Formulation of peginterferon alfa-2a and peginterferon alfa-2b

Pegylation is the process of covalent attachment of polyethylene glycol (PEG) polymer chains to another molecule, normally a drug or therapeutic protein. In general, pegylation results in improved pharmacokinetic and pharmacodynamic properties, increased drug stability, overall half-life and changes in tissue distribution pattern and elimination pathways. Molecular weight, configuration (linear or branched), and means of attachment of the PEG moiety are the primary contributors to the physicochemical properties of the PEG-peptide conjugate. Attachment of PEG at multiple sites can lead to steric interference between the compound and its receptor, which reduces the biologic activity of the conjugate. Pegylated interferon alfa-2a consists of a 40-kDa branched PEG moiety covalently attached to an interferon alfa-2a molecule. Pegylated interferon alfa-2b consists of a 12-kDa linear PEG molecule covalently attached to an interferon alfa-2b molecule. The branched PEG formulation has many advantages compared with the linear one. Although the 2 PEG molecules are of the same molecular mass, the branched PEG molecule acts as if it were much larger than the corresponding linear molecule. In addition, the branched-chain PEG conjugates have greater thermal and pH stability, are more resistant to proteolytic degradation, and are less antigenic because of the shielding of the attached polypeptide from the immune system. Key differences in the formulation of peginterferon alfa-2a and peginterferon alfa-2b are summarized in Table 1 .
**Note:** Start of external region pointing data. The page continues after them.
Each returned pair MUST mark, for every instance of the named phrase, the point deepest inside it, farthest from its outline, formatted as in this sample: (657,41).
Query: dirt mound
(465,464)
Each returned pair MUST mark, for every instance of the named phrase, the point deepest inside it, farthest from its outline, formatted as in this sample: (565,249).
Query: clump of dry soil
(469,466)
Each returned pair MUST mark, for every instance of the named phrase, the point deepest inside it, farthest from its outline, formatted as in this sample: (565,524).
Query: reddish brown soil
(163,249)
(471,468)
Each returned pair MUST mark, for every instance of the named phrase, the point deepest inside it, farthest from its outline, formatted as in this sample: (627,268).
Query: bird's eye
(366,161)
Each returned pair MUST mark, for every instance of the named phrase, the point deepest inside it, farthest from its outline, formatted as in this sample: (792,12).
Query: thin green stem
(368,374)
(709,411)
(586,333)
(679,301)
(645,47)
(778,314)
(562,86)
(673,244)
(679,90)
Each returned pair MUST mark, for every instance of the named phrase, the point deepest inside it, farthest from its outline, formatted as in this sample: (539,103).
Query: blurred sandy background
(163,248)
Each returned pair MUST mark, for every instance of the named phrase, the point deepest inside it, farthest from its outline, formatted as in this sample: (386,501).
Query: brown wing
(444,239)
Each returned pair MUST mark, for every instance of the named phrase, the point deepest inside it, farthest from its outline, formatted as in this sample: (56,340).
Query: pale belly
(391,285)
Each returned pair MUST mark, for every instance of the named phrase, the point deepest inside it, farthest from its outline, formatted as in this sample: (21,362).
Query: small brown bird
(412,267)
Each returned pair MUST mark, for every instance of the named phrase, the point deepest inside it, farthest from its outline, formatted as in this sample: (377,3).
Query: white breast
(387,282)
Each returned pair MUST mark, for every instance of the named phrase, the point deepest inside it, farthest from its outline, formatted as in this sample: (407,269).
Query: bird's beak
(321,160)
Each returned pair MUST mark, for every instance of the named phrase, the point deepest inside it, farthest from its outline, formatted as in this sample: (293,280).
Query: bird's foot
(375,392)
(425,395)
Pharmacokinetics of peginterferon

The difference in pegylation between the 2 peginterferons has a significant effect on their pharmacokinetic properties. Peginterferon alfa-2b has a relatively rapid absorption rate, with a half-life of 4.6 hours and a volume of distribution of 0.99 L/kg, which are not significantly different from those of standard interferon alfa-2b (2.3 hours and approximately 1.4 L/kg, respectively). Maximum serum concentrations are achieved between 15 and 44 hours postdosing and are maintained for 48 to 72 hours, with a peak to trough ratio of greater than 10 after multiple doses. However, mean apparent clearance for pegylated interferon alfa-2b (22 mL/h/kg) is approximately one-tenth of that of nonpegylated interferon alfa-2b (231 mL/h/kg). Thus, the observed increase in the clinical efficacy of peginterferon alfa-2b is principally the result of reduced renal clearance rather than of the effects of pegylation on the rate of absorption or distribution.

Peginterferon alfa-2a is absorbed more slowly than peginterferon alfa-2b and has a restricted volume of distribution (confined largely to the vasculature and liver). In healthy volunteers, a single dose of 180 μg of peginterferon alfa-2a produced a mean maximum serum concentration of 14.2 μg/L in a mean time of 78 hours. After administration of multiple doses of peginterferon alfa-2a (180 μg weekly) to patients with chronic hepatitis C, the mean maximum serum concentration was 25.6 μg/L in a mean time of 45 hours. Peginterferon alfa-2a has a lower peak to trough ratio (1.5:2) than peginterferon alfa-2b, indicating less fluctuation in the serum concentration of the drug during the 1-week dosing interval. Peginterferon alfa-2a is cleared by both the kidney and the liver. Because of its relatively large size, peginterferon alfa-2a has more than a 100-fold reduction in renal clearance than interferon alfa-2b. The pharmacokinetics of the drug is unaffected by renal failure, and hence, no dose modifications are necessary in the setting of renal impairment, as opposed to peginterferon alfa-2b.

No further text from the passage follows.